APRN Specializations

The four advanced practice nursing specializations are built around training and experience in specific healthcare fields:

Certified Nurse Practitioner (CNP) – These advanced practice nurses are trained and licensed to provide healthcare independent of physicians. They are responsible for promotion of health, prevention of disease, patient education and counseling, diagnosis of acute and chronic diseases and treatment. A CNP can practice primary care or acute care, depending on competencies and certifications.

Clinical Nurse Specialist (CNP) – A CNP is certified to provide diagnosis and treatment of acute and chronic illness or injury, often in an ongoing patient management role. CNPs also monitor and seek to improve best practices with a healthcare organization and work to ensure the best possible outcomes for patients.

Certified Registered Nurse Anesthetist (CRNA) – A CRNA provides anesthesia care for patients, often in surgical settings.

Certified Nurse Midwife (CNM) – A CNM provides pregnancy and childbirth care, as well as gynecological care, family planning services, preconception care, pre- and post-natal care and care for newborns. Duties can include diagnosing and treating sexually transmitted diseases for men and for women at hospitals, ambulatory care settings and public health clinics.
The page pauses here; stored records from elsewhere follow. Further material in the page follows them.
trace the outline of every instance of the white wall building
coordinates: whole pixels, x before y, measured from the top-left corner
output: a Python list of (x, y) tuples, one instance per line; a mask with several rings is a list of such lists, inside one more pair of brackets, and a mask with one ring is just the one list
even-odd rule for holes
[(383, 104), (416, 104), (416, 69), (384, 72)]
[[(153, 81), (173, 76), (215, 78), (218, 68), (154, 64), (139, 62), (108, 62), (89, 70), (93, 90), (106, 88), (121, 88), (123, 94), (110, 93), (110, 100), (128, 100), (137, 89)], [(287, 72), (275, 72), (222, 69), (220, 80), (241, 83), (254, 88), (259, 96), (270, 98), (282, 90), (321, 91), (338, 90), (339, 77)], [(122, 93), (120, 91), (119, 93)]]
Job Outlook for Advanced Practice Nurses

The U.S. Bureau of Labor Statistics (BLS) tracks employment data for CNAs, CNMs and CNPs. According to the BLS, those three advanced practice nursing positions are expected to add jobs at a 31% rate between 2016 and 2026.

The BLS reports that job growth in this area will occur “primarily because of an increased emphasis on preventive care and demand for healthcare services from an aging population.” Offices of physicians employed 46% of CNAs, CNMs and CNPs in 2016, according to the BLS. The rest were employed by hospitals (28%), outpatient care centers (8%), educational services (4%) and offices of other health practitioners (3%).

In 2017, the median annual salary for these three jobs was $110,930, according to the BLS. The BLS also explains that registered nurses who seek to become an APRN must earn a Master of Science in Nursing (MSN), become licensed by their state of residence and pass a national certification exam.